Risk Exposure: Learnings From a Loyal Bank Customer
It was an uneventful Friday afternoon and I decided to go out for a stroll with my daughter. The weekend ahead was going to be amazing. Including our wedding anniversary celebration. When I headed out of our apartment, I checked my mailbox and found 2 letters that initially seemed harmless.
Well, they weren’t. The bank decided to close all our accounts due to “unexpected activity”. After reading this, I immediately headed back home and showed the letters to my wife. We both concluded they were real. No scam. We called our account manager at the bank, who upgraded our accounts 2 months ago due to great financial behavior. She was out for the 2 next weeks — how convenient. So, we ended up calling customer service, who treated us very poorly. They insisted that there wasn’t anything we could do. They weren’t allowed to further explain to us what was the “unexpected activity” the letter was referring to.
On a Friday night there wasn’t much else to do specially with the attitude coming from the same bank that treated us so nicely a couple of months before. In between all the nice activities we had planned for the weekend, we had to squeeze in reorganizing our financial life within the next 2 weeks. The letter provided us with that deadline. All our assets were in that bank. This unilateral decision was a wake up call that left us with some learnings along the way.

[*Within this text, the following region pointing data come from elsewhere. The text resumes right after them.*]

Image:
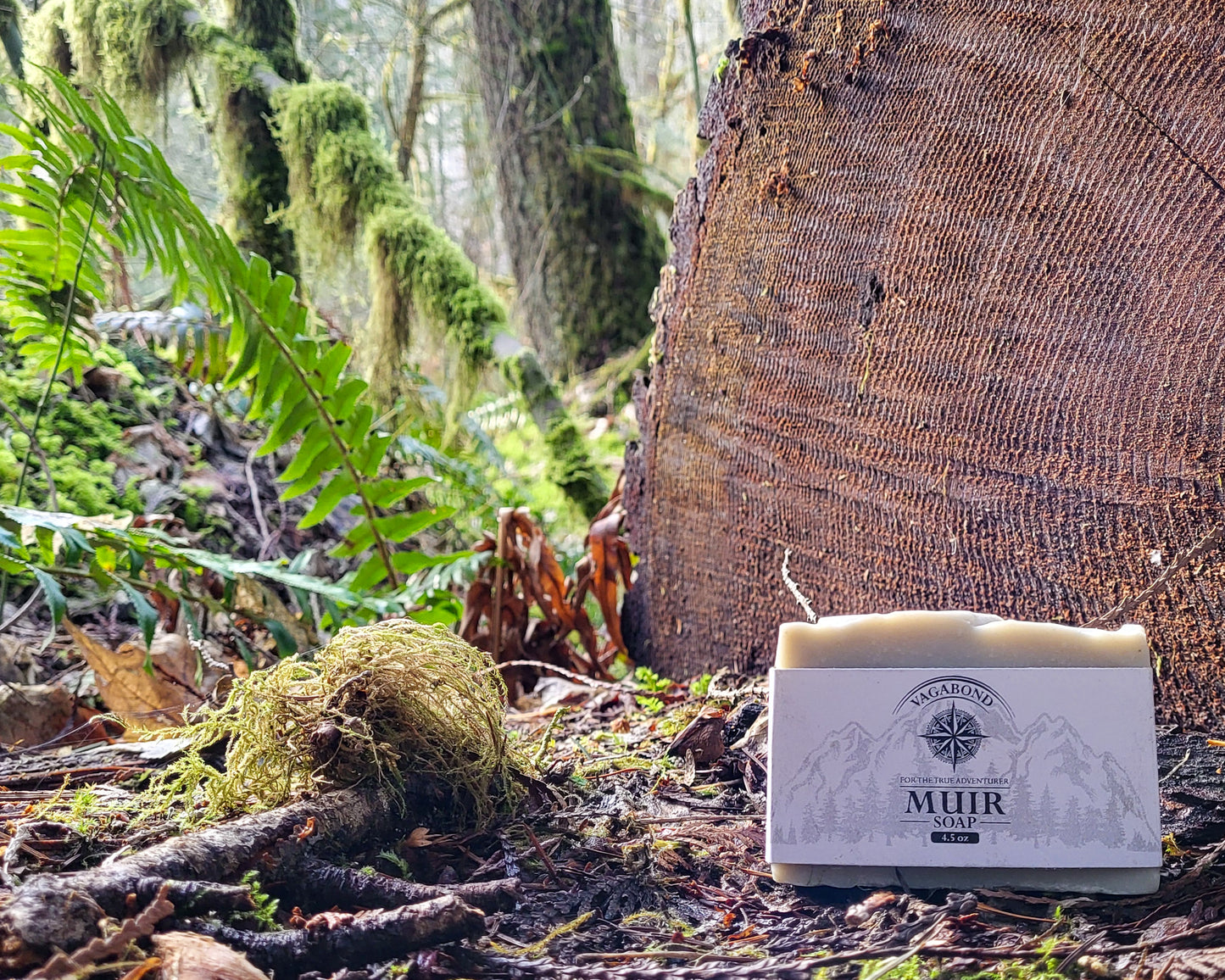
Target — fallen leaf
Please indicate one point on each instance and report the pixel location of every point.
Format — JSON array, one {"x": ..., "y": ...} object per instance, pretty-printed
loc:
[
  {"x": 187, "y": 955},
  {"x": 154, "y": 699},
  {"x": 32, "y": 715}
]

The first learning came quite quickly, and obvious: Don’t put all your eggs in the same basket. Most of us have heard this saying multiple times, still we don’t keep it in mind for all scenarios and our interactions with the real world. It may feel reassuring seeing all your balances and transactions in one place. There is less overhead in terms of checking where your money is and what you are doing with it, but you are exposing yourself to too much risk. For example, banks are FDIC insured up to 250k for certain account offerings. If you have savings above that threshold or investment accounts with them, it is not going to be insured and if they file for bankruptcy that money goes away with them.
Since that painful Friday night, we called the bank almost daily to ask if something could be done. We wanted to know. We were sure it was a mistake. Long story short, after some good willingness from branch associates to get additional information, the answer remained the same — “ we can’t give you further information and the decision is final”. We learned in the worst way possible that the bank can do this. It is written on the contract you sign when you open any account. They can close one or all of your accounts without any explanation.

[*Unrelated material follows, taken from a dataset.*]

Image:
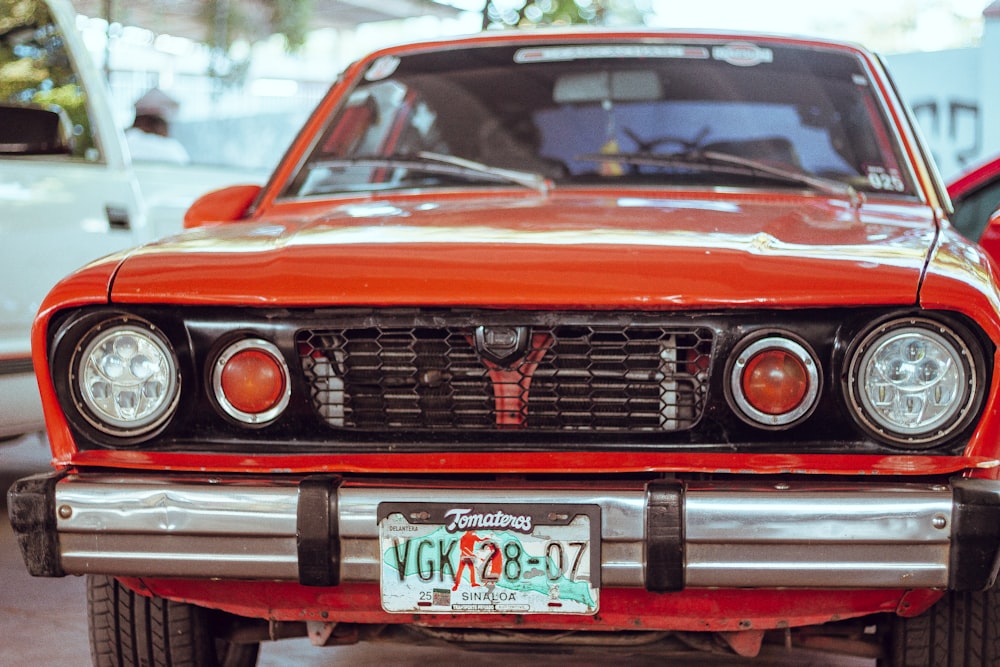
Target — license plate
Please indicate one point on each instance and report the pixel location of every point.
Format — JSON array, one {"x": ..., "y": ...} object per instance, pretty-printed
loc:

This brought us to lesson number two: Read the fine print. It is time consuming and close to impossible to read the fine print when you are signing the contract at the branch or online. Still, I would suggest you to do it. If not, ask your account manager or reach out to customer service on anything you are not so sure about before performing a transaction with the bank and/or another entity. As a rule of thumb, the bank is usually alright with you funding your account but it has plenty of rules around outgoing transactions.
The third lesson is harsh, but ultimately I would summarize it as: The Bank doesn’t care what happens to you or your family. It is a blunt statement but true. The decision to close your accounts based on any reason has ramifications in your life and your family’s. The bank doesn’t append this to the bulk of facts they gather from the technology they use to flag your actions as “unexpected activity”. The tech that analyzes and detects out of the normal behavior based on your historical patterns doesn’t consider out of the blue events that may have affected your daily life. The tech can raise a flag for something that is “unexpected” and a human has to decide to investigate it further or close the account based on a narrow perspective of your life — your bank transactions. Investigations take time and resources, preventive actions save the bank from potential fines for undetected fraudulent activities and it is cheaper.
It is a no brainer, closing accounts without further investigation produces most of the benefits with almost none of the risks. Not providing further information to their customers when they receive the shutdown letter is a strategic decision. Account holders can’t appeal without the necessary insight on how the decision was made.
To conclude, risk is with us all the time. Risk is an excellent teacher. It doesn’t teach us the way we would want to. But it guarantees us that we’ll learn. To better harness its teachings, it is a great practice to monitor it as a much as we can. Each dimension of our life has a risk exposure. Like any project would have.